Jerry L. Romans Jr. alleges that Dale Romans “began to take actions detrimental” to his business interests following an altercation at Churchill Downs in 2011. At that time, Jerry Romans was sending horses to his brother Dale to train.
Among other things, Jerry Romans accuses his brother of refusing to enter two horses in races while continuing to bill for training services; buying horses in Jerry Romans’ name without his approval; and entering a horse owned by Jerry Romans in an auction without his brother's permission.
The lawsuit, filed Monday in Jefferson Circuit Court, is seeking unspecified monetary damages and a jury trial.
Dale Romans has yet to file a response to the lawsuit. He declined to comment when reached by phone on Thursday.
Based at Churchill Downs, Dale Romans has trained horses for nearly three decades and received the 2012 Eclipse Award as the sport’s outstanding trainer. His father, the late Jerry Romans, also trained at Churchill.
Dale Romans has won four Breeders’ Cup races and the 2011 Preakness Stakes with Shackleford. One of his trainees, Keen Ice, beat Triple Crown winner American Pharoah In last summer’s Travers Stakes.
Jerry Romans Jr., who lives in North Carolina, has owned horses such as Sassy Image, who won the 2011 Humana Distaff at Churchill Downs and other stakes races.

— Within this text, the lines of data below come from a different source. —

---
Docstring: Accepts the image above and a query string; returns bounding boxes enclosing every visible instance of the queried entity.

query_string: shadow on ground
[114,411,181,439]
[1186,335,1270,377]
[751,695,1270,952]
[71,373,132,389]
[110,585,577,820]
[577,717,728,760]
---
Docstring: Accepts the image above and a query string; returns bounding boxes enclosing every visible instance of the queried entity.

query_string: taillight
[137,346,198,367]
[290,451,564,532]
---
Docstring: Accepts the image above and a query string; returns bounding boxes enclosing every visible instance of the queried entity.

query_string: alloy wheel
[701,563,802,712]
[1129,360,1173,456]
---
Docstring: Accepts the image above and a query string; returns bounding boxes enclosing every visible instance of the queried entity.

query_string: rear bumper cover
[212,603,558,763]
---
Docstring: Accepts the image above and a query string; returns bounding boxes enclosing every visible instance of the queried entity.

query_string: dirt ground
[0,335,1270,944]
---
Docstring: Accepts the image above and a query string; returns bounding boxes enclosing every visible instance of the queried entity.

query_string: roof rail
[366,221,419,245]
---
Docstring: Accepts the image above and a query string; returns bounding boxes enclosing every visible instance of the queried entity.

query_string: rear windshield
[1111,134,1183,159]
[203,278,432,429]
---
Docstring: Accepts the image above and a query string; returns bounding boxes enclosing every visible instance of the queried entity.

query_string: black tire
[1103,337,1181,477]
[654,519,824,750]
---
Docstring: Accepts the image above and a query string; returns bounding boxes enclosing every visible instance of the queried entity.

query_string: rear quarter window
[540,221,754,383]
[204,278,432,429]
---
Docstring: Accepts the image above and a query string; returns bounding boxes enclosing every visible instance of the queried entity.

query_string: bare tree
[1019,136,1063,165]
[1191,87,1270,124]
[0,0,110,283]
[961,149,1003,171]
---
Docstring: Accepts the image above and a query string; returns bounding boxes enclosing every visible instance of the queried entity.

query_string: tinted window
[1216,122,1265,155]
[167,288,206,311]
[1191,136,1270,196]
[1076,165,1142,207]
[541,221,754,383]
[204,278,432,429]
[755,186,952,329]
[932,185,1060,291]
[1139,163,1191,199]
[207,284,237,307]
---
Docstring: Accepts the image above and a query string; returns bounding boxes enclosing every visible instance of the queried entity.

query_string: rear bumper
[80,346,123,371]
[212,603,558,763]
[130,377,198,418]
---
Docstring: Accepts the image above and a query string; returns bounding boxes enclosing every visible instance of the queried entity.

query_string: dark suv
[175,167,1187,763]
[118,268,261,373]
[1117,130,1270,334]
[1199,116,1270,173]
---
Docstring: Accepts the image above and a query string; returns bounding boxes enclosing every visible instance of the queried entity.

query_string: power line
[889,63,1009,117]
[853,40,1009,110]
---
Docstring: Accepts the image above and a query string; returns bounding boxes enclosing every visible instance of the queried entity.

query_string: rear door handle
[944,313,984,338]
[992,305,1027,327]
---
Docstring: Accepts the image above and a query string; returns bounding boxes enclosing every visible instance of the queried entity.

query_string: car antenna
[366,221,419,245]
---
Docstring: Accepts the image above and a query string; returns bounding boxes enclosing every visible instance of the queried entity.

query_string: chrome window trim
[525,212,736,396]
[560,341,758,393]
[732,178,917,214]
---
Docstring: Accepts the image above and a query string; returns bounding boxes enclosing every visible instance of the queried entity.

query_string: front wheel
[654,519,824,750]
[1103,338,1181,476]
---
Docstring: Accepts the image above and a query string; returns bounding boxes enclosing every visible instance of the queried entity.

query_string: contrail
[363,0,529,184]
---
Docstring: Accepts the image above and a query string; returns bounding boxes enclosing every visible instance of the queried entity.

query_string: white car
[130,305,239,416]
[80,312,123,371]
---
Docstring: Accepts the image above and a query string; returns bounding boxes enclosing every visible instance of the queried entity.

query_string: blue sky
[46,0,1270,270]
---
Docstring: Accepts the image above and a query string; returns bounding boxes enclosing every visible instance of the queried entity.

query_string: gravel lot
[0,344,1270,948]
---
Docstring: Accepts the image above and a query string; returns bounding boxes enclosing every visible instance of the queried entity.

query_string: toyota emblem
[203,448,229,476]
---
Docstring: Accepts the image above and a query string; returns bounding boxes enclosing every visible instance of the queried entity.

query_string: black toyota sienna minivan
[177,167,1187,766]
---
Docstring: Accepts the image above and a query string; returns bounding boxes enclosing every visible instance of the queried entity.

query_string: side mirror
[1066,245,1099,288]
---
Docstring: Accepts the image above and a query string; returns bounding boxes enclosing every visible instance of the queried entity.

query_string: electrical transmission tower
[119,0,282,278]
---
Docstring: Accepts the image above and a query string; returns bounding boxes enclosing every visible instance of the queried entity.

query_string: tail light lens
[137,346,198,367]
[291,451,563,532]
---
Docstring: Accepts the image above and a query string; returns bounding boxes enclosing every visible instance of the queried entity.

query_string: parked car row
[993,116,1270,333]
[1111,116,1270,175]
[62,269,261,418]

The lawsuit claims that Jerry Romans and his brother had an agreement from 2004 to 2012 that allowed Dale Romans to train horses owned by Jerry Romans, who eventually sold them. Their business arrangement began to sour in 2011, when Dale Romans and his companion, Tammy Fox, threatened Jerry Romans in the Churchill clubhouse on Kentucky Oaks Day, according to the lawsuit.
“This was humiliating that in public on such an important race day in front of a crowd of friends and associates that they would physically threaten violence, personal harm and property damage,” the suit says.
The following year, Jerry Romans alleges, Dale Romans stopped training two of his brother’s horses and “refused to enter them into any races,” even though both were in the prime of their racing career and had “revenue-generating talent.”
Also in 2012, Jerry Romans claims that he wasn’t told by his brother that Sassy Image was up for sale at a Fasig-Tipton auction in Lexington. The mare had been entered in the sale the previous year, but she didn’t reach her minimum sale price of $1.5 million.
Jerry Romans alleges in the suit that he received a text message from an employee of Dale Romans “[l]iterally minutes” before the start of the 2012 auction letting him know that Sassy Image had been entered with a minimum, or “reserve,” price of $600,000.
The text message was the first notice Jerry Romans got that Sassy Image was for sale – and with a reserve price that was “below-market value,” according to the lawsuit. The horse sold for $660,000.
Jerry Romans claims Dale Romans “fraudulently” omitted details about the sale of Sassy Image. He also alleges that Dale Romans committed identity theft by purchasing horses in his brother’s name, causing Jerry Romans to pay for a horse called Southern Dynasty.
Claims made in a lawsuit give only one side of a case.